Depuis plus de 1000 ans, les Autorités qui se sont succédées sur l’île ont eu à cœur de maîtriser les pluies bien trop abondantes pendant les moussons, et les ressources en eau insuffisantes hors mousson. Le résultat : une civilisation de l’eau, dont le moderne fleuron est le système de la "Mahawelli Authority of Sri Lanka" (MASL).
 
Cette institution est présente sur 40 % du territoire de l’île : grands travaux hydrauliques, stockages d’eau, hydroélectricité, régulation, répartition, transport de l’eau brute, irrigation, collecte, transformation et commercialisation des productions agricoles, approvisionnements en engrais, semences et produits phytosanitaires, écoles, centres de loisirs, et même cimetières ont été construits et sont gérés de façon centralisée.
 
La régulation des débits est garantie par un remarquable réseau d’interconnections de canaux et de tunnels souterrains, reliant les principales rivières de l’Est, du Nord Ouest et du Sud de l’île.
 
Mais après des décennies de développement, la MASL ne parvient pas à prendre son second souffle.
 
Sous l’impulsion de la Banque Mondiale, un vaste programme de transformation de l’Autorité a été engagé : nouvelle répartition des rôles, externalisation des tâches secondaires, décentralisation des décisions, et la nécessaire facturation du service de l’eau se profile à terme,
ne serait-ce que pour valoriser le travail accompli depuis tant d’années.
 
La déconcentration de la gestion des différents bassins interconnectés a été initiée.
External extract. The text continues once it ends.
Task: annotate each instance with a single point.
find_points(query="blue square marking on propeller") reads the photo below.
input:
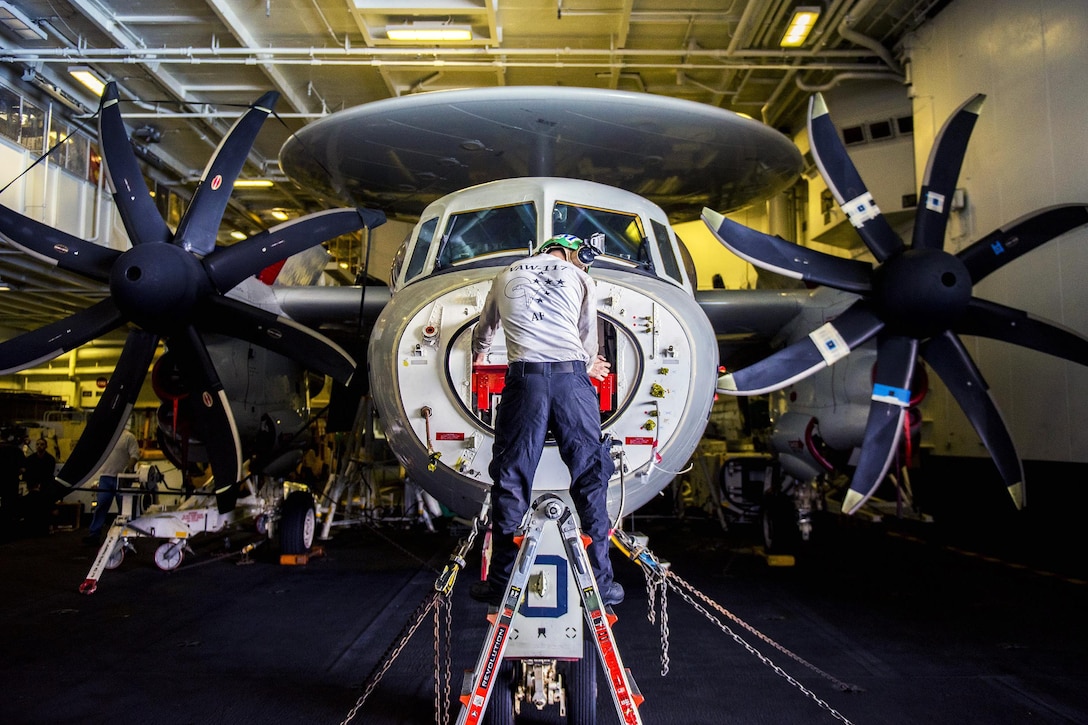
(890, 394)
Par prudence, les responsables ont d’abord isolé un sous système cohérent, le bassin de la Kala Oya au Nord Ouest de l’île. Et ils ont poussé à la création d’une nouvelle entité pilote la Kala Oya Basin Organisation, KOBO.

 

 
C’est bien un nouvel organisme, issu de la maison mère, mais différent : s’il perd son rôle économique et de développement, il gagne celui d’aménageur de l’environnement. Surtout il devrait disposer d’un pouvoir de décision décentralisé, associant la société civile. Un Comité pilote de bassin est en train d’apprendre à fonctionner.
 

En 2003, une expertise des réformes proposées et un transfert d’expérience ont été demandés à l’OIEau-RIOB par la Banque Mondiale.

Deux experts français ont été dépêchés et leur mission a porté sur les aspects législatifs, institutionnels et organisationnels :


- le projet de loi sur l’eau était en cours de présentation au Parlement et contenait encore des germes de discordes et de dysfonctionnement ;

- l’organisation prévue ne semblait pas encore assez préciser le rôle de chaque partie prenante, ni la mise en place effective de la coordination nécessaire, en particulier le rôle et les pouvoirs du Comité de bassin.

- la planification et la programmation des projets reposaient encore trop peu sur une approche de régulation de la demande. Elles étaient rendues difficiles par la faiblesse des indicateurs économiques en place. La communication sur les projets restait insuffisante

A la fin de la mission, ils ont présenté leurs résultats et suggestions sous forme d’un rapport exhaustif qui a été très bien accueilli et utilisé par la mission de suivi de la Banque Mondiale.